Given that Lesnar was basically given a green light to use steroids in the months preceding his return to the UFC, Schaub thinks it would only be fair if his UFC 200 opponent Mark Hunt was given the same freedom to use steroids without fear of testing.

 

“Mark Hunt should be able to take whatever he wants. Mark Hunt should come juiced to the gills and look like fucking Chong Li from Bloodsport with traps from here to here. Fuck you!”

 

“So maybe six months ago he told Dana, ‘Hey man I want to fight.’ And Dana was like, ‘Cool, well listen you know there is that four-month window.’ And he’ll say, ‘Okay, let’s see how we can work around this,’ If this doesn’t signal to every human being in the world that he’s probably on stuff.”

 

Hunt shared Schaub’s sentiments.
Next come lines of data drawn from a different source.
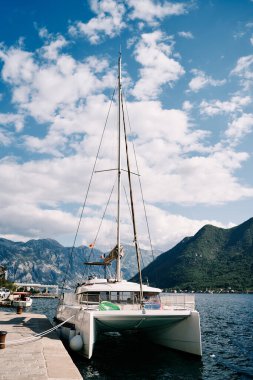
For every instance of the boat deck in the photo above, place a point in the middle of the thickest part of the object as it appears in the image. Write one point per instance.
(43, 359)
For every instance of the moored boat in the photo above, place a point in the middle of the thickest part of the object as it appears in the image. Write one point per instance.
(111, 304)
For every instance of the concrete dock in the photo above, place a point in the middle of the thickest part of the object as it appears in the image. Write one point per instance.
(43, 359)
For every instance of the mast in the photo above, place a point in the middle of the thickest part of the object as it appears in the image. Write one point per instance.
(118, 266)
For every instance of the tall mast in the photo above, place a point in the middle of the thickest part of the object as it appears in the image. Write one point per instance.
(118, 268)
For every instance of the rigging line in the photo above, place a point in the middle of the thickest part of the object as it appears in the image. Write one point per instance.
(132, 209)
(87, 192)
(140, 184)
(130, 214)
(100, 225)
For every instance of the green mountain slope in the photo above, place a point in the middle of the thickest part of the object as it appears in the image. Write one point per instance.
(213, 258)
(46, 261)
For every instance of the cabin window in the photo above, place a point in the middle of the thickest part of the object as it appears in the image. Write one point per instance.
(114, 296)
(104, 296)
(122, 297)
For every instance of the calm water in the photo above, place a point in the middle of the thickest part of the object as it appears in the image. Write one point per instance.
(227, 330)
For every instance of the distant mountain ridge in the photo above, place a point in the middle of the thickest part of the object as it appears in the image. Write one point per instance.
(47, 261)
(213, 258)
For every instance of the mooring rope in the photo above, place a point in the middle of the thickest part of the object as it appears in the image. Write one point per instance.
(36, 336)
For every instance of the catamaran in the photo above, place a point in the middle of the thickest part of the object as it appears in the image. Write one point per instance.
(112, 304)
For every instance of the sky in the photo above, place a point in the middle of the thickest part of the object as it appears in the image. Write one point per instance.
(187, 74)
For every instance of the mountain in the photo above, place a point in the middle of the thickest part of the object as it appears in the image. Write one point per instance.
(48, 262)
(214, 258)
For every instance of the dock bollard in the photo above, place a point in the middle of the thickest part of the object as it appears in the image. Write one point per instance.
(2, 339)
(19, 309)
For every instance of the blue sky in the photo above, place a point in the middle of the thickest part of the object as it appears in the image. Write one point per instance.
(187, 76)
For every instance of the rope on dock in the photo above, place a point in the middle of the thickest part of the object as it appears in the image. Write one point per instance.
(36, 336)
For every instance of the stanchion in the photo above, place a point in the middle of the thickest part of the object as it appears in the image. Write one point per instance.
(2, 339)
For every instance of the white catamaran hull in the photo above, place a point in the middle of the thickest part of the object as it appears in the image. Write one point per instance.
(177, 329)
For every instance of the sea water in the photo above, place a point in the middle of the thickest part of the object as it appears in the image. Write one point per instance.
(227, 339)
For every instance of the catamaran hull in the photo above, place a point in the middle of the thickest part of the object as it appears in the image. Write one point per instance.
(177, 329)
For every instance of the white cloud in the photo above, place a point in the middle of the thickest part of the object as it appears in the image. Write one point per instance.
(244, 70)
(202, 80)
(42, 89)
(108, 22)
(10, 119)
(187, 35)
(216, 107)
(151, 11)
(187, 106)
(52, 49)
(240, 127)
(158, 66)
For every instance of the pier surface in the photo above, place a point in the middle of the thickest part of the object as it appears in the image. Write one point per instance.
(43, 359)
He told UFC Fight Week on Fox Sports Australia that if “Mr. Superstar” Lesnar was exempted from the required four-month testing window then all other UFC athletes should be exempt too. He should be given the same opportunity to use steroids as Lesnar.

 

 

Mark Hunt – The Super Samoan

 

"I don’t think that’s fair. I think it’s load of bullshit, I think it’s rubbish,” Hunt said. “I don’t think anyone should be exempt from testing. If they’re trying to clean the sport up — mixed martial arts — this is a bad way to do it. I don’t care who you are. It’s ridiculous.

 

“I don’t think it’s a great move. I think he’s juiced to the gills — and I still think I’m going to knock him out. So I don’t think that’s correct. I don’t think he should be allowed to get a four-month exemption otherwise everyone else should. Otherwise I should start juicing.

 

“How are you going to clean the sport up doing that shit? It won’t happen. I don’t think it’s fair”

 

Hunt summed it up nicely when he pointed out that the UFC Anti-Doping rules apply to everyone else but they don’t apply to high-profile celebrity athletes like Brock Lesnar.

 

“It just annoys me. It sucks that Mr Superstar has to get away with it, get an exemption, and everyone else has to walk the straight line.”